Дома покой и уют. Она одна, упивается музыкой тишины. А в душе такое чувство, будто лежит маленькой девочкой в люльке и напевает ей мама колыбельную песню. И спокойствие разливается широкой рекой… О, как она любит эту музыку тишины…
Но болезнь не проходит. Татьяна то терпит ее, то раздражается, то возмущается… И вдруг обратилась ко Господу со словами:
— Господи, благодарю, принимаю болезнь, как Твой дар и постараюсь возлюбить ее, потому что Ты меня исправляешь, радеешь о моем спасении и усовершенствовании.
Смотрит, болезнь стала как бы пятиться назад… Потом вновь вперед, грешить-то не переставала. Так весенний снег в распутицу тает, и вдруг внезапно морозцем прихватит… Мучилась, но понимала — надо терпеть. Происходило с ней нечто удивительное…

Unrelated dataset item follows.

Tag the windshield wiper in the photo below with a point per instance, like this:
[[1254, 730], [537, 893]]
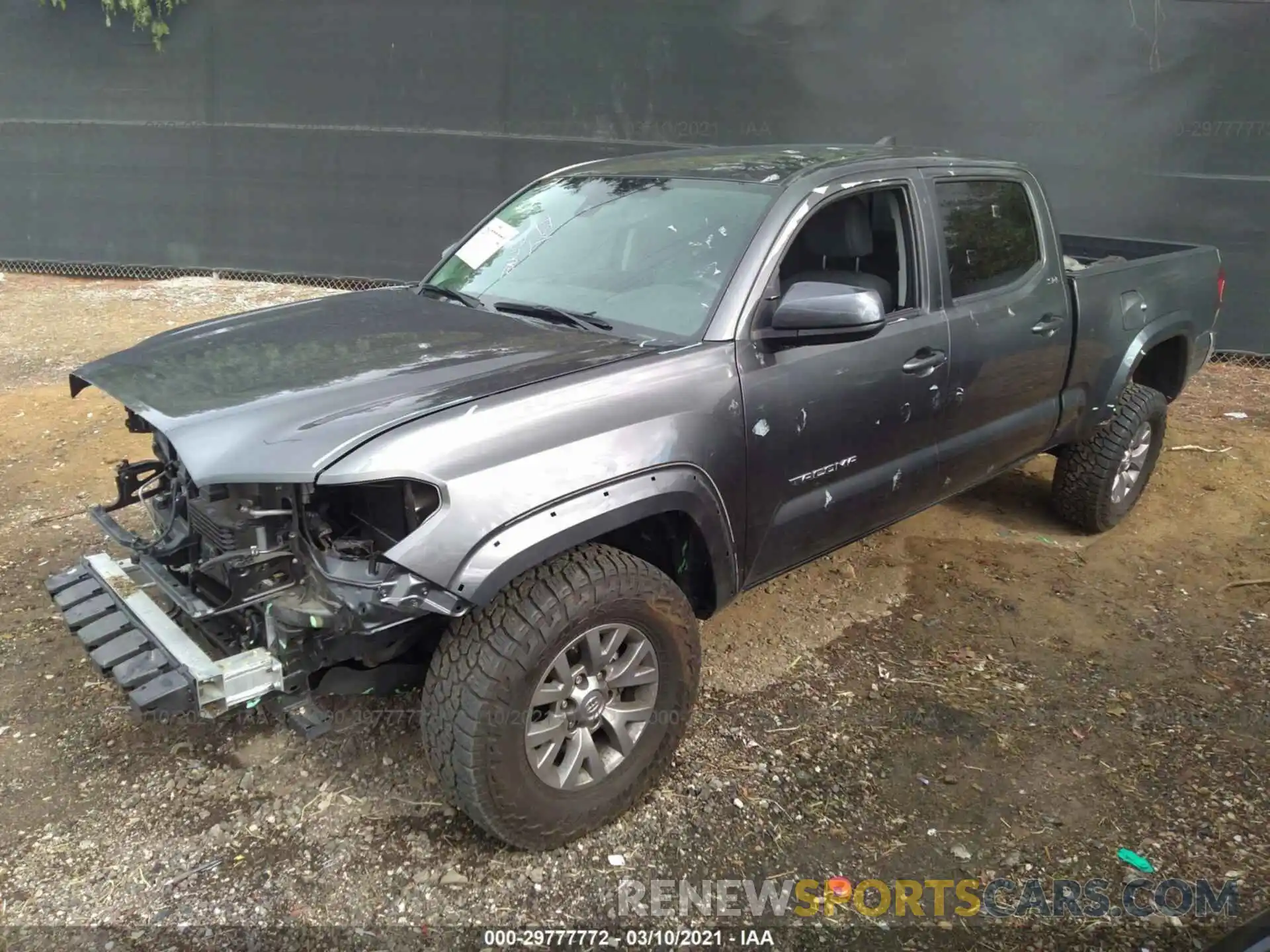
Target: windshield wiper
[[466, 300], [550, 313]]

Захотела пособороваться. Грехи-то следует выкорчевывать! Шел Великий пост. И во время молитвы услышала ужасное — знакомая по храму издает тявкающие звуки. Татьяна испугалась. А потом сама себе объяснила: «Почему я решила, что она хуже меня? На мне тоже печать одержимости лежит из-за моей болезни. Только ее не видно, но я-то знаю — кто я и за что получила ее…»
************
Через некоторое время Господь вразумил позвонить к тому священнику, который ее так удивил, и спросить, когда он будет исповедовать:
— Батюшка, долго болеть не перестаю…
— Это наказание Божие, грехи нераскаянные имеете, необходима глубокая исповедь…
Положила трубку, стала размышлять: «Стоит ли больной куда-то ехать?» Почувствовала — нечистый, как всегда, сбивает. Решила твердо — поедет!

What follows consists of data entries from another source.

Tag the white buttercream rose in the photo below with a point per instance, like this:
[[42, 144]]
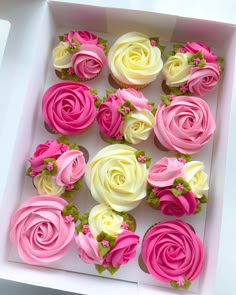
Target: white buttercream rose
[[133, 60], [138, 127], [196, 177], [45, 184], [61, 57], [115, 177], [177, 70], [102, 218]]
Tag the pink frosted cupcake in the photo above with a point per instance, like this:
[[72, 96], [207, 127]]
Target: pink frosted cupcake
[[183, 123], [177, 187], [192, 69], [106, 238], [69, 107], [126, 116], [173, 253], [79, 56], [43, 229], [57, 168]]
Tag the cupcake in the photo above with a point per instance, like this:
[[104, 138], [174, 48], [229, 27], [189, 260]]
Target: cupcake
[[173, 253], [69, 108], [57, 168], [106, 238], [183, 123], [79, 56], [126, 116], [43, 229], [177, 187], [192, 69], [117, 176], [135, 60]]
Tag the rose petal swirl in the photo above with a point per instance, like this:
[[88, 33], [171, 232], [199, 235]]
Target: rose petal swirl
[[133, 60], [185, 125], [68, 107], [115, 177], [39, 230], [171, 249]]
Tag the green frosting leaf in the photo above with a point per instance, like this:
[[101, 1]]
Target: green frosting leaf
[[68, 194], [186, 157], [99, 268], [103, 250], [198, 55], [220, 62], [45, 171], [73, 146], [127, 105], [179, 181], [127, 219], [83, 221], [203, 199], [165, 99], [198, 209], [112, 270], [27, 173], [63, 139], [70, 209], [141, 153], [153, 200], [176, 47], [104, 236]]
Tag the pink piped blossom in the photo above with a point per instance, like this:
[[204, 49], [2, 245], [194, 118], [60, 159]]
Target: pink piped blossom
[[196, 61], [142, 159], [126, 109], [50, 166], [105, 243], [153, 43], [124, 225], [184, 88], [179, 187], [68, 218], [85, 229]]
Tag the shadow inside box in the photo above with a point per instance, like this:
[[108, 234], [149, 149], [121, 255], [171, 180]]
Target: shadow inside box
[[13, 288]]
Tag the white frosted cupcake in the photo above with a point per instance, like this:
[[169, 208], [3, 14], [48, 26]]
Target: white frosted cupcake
[[117, 176], [135, 60]]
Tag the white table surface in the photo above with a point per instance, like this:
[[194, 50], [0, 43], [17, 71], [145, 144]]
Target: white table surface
[[23, 13]]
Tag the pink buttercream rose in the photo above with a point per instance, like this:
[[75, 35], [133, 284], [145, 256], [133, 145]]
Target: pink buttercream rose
[[194, 47], [71, 167], [39, 230], [164, 172], [68, 107], [171, 250], [124, 249], [83, 37], [49, 149], [87, 247], [109, 118], [138, 100], [185, 125], [88, 61], [177, 206], [203, 80]]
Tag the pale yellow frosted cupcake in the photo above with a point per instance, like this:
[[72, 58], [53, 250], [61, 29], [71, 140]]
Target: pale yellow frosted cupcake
[[135, 60]]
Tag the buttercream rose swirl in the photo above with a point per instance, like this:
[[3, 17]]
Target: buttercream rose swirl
[[68, 108], [133, 60], [185, 125], [39, 230], [115, 177], [173, 253]]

Села за стол и с Божьей помощью стала вспоминать грехи с самого детства. Старалась целый день. Когда осмыслила все, записала, не так, как раньше, отдельными кусочками, а в целом, стало жутко. Предстал перед ней новый человек, хитрый, лукавый, почти безнравственный… Нечто устрашающее. Если смотреть на небо, увидишь тоску неудовлетворенности в его синих очах, если — на землю, заметишь бесформенную массу молчания и злости, если взглянуть в ее сердце, ничего не увидишь, кроме смятения…
Отложив листки с исповедью, задумавшись, подошла к альбому с фотографиями. Взяла в руки, засмотрелась. Вот она совсем маленькая, одухотворенная девочка, восторгается зеленью жаркого русского лета в санатории. Все там казалось таким удивительным, родным, близким…

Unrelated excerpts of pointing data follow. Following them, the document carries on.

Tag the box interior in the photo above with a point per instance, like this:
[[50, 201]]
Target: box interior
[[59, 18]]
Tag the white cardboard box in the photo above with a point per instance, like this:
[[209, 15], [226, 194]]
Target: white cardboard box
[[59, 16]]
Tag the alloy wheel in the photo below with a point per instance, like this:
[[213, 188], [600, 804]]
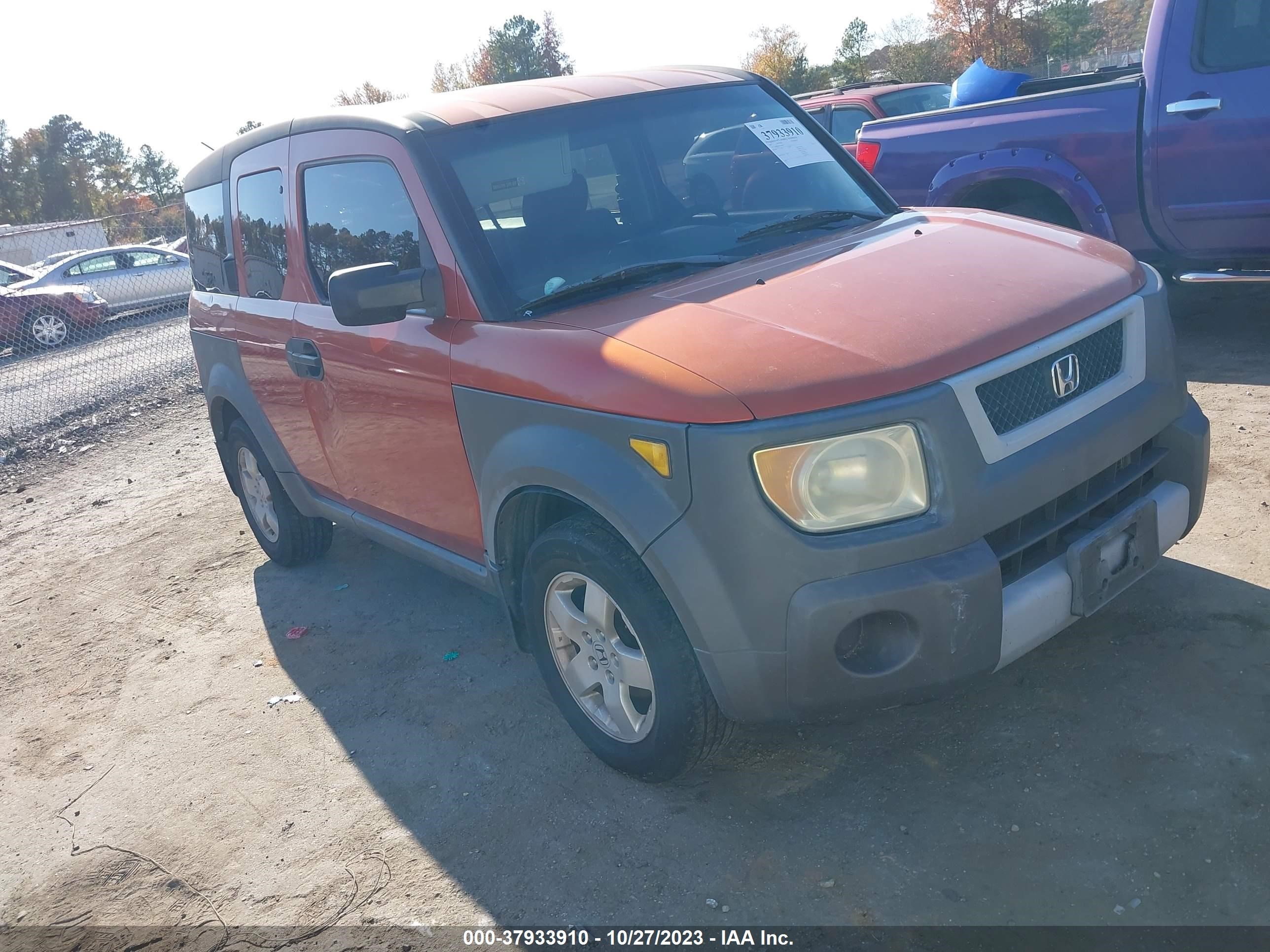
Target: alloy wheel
[[600, 657], [256, 492], [49, 329]]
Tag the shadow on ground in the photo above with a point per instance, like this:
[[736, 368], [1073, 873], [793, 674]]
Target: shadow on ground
[[1126, 759], [1223, 334]]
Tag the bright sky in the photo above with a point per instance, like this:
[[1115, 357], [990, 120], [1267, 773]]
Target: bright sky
[[166, 76]]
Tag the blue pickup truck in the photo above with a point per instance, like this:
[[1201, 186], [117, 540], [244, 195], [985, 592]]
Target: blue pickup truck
[[1170, 160]]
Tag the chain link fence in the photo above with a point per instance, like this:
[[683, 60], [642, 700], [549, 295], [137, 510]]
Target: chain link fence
[[92, 318]]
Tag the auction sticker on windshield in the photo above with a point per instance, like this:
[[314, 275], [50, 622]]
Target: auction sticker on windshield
[[790, 141]]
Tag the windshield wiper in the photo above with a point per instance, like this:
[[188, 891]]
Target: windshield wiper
[[807, 221], [629, 274]]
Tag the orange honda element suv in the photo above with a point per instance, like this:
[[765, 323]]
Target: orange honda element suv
[[652, 360]]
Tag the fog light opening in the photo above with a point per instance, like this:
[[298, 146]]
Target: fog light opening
[[879, 643]]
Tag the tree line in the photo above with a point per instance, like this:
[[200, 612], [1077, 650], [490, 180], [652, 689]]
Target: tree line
[[65, 172], [1010, 34]]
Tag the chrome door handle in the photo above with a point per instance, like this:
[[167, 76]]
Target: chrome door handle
[[1193, 106]]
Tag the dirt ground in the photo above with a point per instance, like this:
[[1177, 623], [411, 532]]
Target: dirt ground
[[1118, 775]]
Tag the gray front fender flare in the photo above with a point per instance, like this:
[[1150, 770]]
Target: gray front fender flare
[[515, 443]]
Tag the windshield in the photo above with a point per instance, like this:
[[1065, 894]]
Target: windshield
[[644, 190], [921, 100]]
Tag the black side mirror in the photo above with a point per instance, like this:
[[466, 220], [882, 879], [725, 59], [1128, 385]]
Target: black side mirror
[[374, 294]]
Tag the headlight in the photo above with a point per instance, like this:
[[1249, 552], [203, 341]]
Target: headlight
[[843, 483]]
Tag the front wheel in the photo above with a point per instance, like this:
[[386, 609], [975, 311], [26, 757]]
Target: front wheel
[[614, 654], [286, 535], [45, 331]]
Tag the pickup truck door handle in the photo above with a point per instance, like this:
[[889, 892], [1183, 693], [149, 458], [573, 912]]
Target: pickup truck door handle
[[1193, 106], [304, 360]]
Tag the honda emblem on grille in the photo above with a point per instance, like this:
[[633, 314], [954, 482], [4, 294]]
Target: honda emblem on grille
[[1066, 376]]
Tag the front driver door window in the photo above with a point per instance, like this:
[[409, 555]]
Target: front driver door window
[[385, 409], [105, 274]]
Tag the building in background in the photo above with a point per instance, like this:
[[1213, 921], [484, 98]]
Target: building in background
[[26, 244]]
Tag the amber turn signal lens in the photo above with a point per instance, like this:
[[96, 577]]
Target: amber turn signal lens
[[656, 453]]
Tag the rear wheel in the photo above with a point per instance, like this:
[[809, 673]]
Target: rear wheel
[[286, 535], [614, 654], [43, 331]]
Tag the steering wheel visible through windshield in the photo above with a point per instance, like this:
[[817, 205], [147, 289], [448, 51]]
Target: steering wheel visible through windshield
[[595, 199]]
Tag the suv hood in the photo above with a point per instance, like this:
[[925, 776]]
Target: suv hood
[[872, 312]]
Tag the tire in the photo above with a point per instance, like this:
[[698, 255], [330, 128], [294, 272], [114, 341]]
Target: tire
[[287, 536], [1050, 211], [671, 726], [45, 329]]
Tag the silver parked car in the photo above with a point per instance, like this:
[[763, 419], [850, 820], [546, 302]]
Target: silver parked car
[[127, 276]]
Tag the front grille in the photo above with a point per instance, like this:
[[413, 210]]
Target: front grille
[[1046, 532], [1024, 394]]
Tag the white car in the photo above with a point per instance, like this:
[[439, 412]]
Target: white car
[[127, 276]]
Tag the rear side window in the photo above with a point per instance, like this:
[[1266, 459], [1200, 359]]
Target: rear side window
[[142, 259], [360, 214], [209, 244], [265, 238], [1236, 34], [847, 121], [821, 116], [94, 266]]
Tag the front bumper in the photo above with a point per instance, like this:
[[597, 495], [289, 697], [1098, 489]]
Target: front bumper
[[789, 625], [916, 629]]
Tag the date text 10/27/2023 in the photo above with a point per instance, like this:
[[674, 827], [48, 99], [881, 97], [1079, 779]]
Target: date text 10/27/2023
[[625, 937]]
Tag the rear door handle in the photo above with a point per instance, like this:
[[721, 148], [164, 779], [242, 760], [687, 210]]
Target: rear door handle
[[304, 358], [1193, 106]]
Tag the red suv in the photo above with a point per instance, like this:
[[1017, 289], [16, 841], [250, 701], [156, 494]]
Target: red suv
[[649, 360], [845, 109]]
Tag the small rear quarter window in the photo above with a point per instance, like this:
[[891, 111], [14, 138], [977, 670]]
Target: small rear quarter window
[[209, 247], [265, 234]]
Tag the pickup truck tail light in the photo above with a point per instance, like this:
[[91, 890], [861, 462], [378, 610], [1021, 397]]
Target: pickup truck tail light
[[867, 154]]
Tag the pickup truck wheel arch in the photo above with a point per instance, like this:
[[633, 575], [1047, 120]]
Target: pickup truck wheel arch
[[958, 182]]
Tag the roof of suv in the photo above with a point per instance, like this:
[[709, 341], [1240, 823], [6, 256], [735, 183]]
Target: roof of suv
[[462, 106], [861, 91]]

А вот она — подросток, трогательно ждущий своего расцвета. Тогда же сочинила стихи:
Мое сердце, словно большая
Певчая птичка без слов.
То и может, что только щебетать,
Изливать трелью восторги сердца
И любить, любить…
Наконец, она — девушка. Любящая Господа, беспорочная, чистая, точно белая лилия, вот-вот распустившаяся ранним утром… И что же с ней стало? Что произошло? Когда она потеряла себя? Долго мучила ее горечь прошлого. К вечеру здоровье значительно улучшилось…
Спать легла пораньше, боялась проспать — ехать-то не ближний свет. Ночью проснулась от ощущения, что внутри бьется по Божьей милости молитва: «Господи, Иисусе Христе, Сыне Божий, помилуй мя, грешную!» Обрадовалась, согретая лаской Господней. Давно молитовка от нее ушла, а тут сама в сердце с Божьей милостью проникла…
************
Попала на службу рано, заказала молебны и встала у амвона… Вышел батюшка. Поразил проникновенным взглядом, несколько уставшим, и как бы неземным. Будто говорил он уже с небожителями, да вот наши грехи вернули его на землю… Такого взгляда она до сих пор ни у кого не видела. Сначала, кажется простой, обычный, не в меру смиренный. А приглядишься, сможешь заметить всю его духовную суть — светится…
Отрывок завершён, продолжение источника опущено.